All of it will be to no avail. We’ve been here before; we’ve done exactly that, yet the massacres continue, each more horrible than the one before it, and the bigotry and intolerance spread deeper and wider into every nook and cranny of our society. It is not easy to empty Egypt of its Christians; they’ve been here for as long as there has been Christianity in the world. Close to a millennium and half of Muslim rule did not eradicate the nation’s Christian community, rather it maintained it sufficiently strong and sufficiently vigorous so as to play a crucial role in shaping the national, political and cultural identity of modern Egypt.

Yet now, two centuries after the birth of the modern Egyptian nation state, and as we embark on the second decade of the 21stcentury, the previously unheard of seems no longer beyond imagining: a Christian-free Egypt, one where the cross will have slipped out of the crescent’s embrace, and off the flag symbolizing our modern national identity. I hope that if and when that day comes I will have been long dead, but dead or alive, this will be an Egypt which I do not recognize and to which I have no desire to belong.

I am no Zola, but I too can accuse. And it’s not the blood thirsty criminals of al-Qaeda or whatever other gang of hoodlums involved in the horror of Alexandria that I am concerned with.

I accuse a government that seems to think that by outbidding the Islamists it will also outflank them.

I accuse the host of MPs and government officials who cannot help but take their own personal bigotries along to the parliament, or to the multitude of government bodies, national and local, from which they exercise unchecked, brutal yet at the same time hopelessly inept authority.

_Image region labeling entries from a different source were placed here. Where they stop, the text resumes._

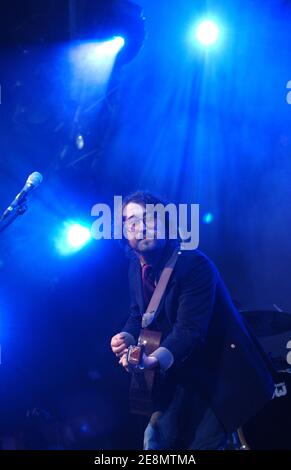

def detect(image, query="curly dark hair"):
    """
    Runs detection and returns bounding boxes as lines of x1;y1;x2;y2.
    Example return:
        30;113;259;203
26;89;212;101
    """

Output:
122;190;181;256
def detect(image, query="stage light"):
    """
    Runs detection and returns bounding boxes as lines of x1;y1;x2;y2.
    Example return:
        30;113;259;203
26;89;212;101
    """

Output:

I accuse those state bodies who believe that by bolstering the Salafi trend they are undermining the Muslim Brotherhood, and who like to occasionally play to bigoted anti-Coptic sentiments, presumably as an excellent distraction from other more serious issues of government.

But most of all, I accuse the millions of supposedly moderate Muslims among us; those who’ve been growing more and more prejudiced, inclusive and narrow minded with every passing year.

I accuse those among us who would rise up in fury over a decision to halt construction of a Muslim Center near ground zero in New York, but applaud the Egyptian police when they halt the construction of a staircase in a Coptic church in the Omranya district of Greater Cairo.

I’ve been around, and I have heard you speak, in your offices, in your clubs, at your dinner parties: “The Copts must be taught a lesson,” “the Copts are growing more arrogant,” “the Copts are holding secret conversions of Muslims”, and in the same breath, “the Copts are preventing Christian women from converting to Islam, kidnapping them, and locking them up in monasteries.”

I accuse you all, because in your bigoted blindness you cannot even see the violence to logic and sheer common sense that you commit; that you dare accuse the whole world of using a double standard against us, and are, at the same time, wholly incapable of showing a minimum awareness of your own blatant double standard.

And finally, I accuse the liberal intellectuals, both Muslim and Christian who, whether complicit, afraid, or simply unwilling to do or say anything that may displease “the masses”, have stood aside, finding it sufficient to join in one futile chorus of denunciation following another, even as the massacres spread wider, and grow more horrifying.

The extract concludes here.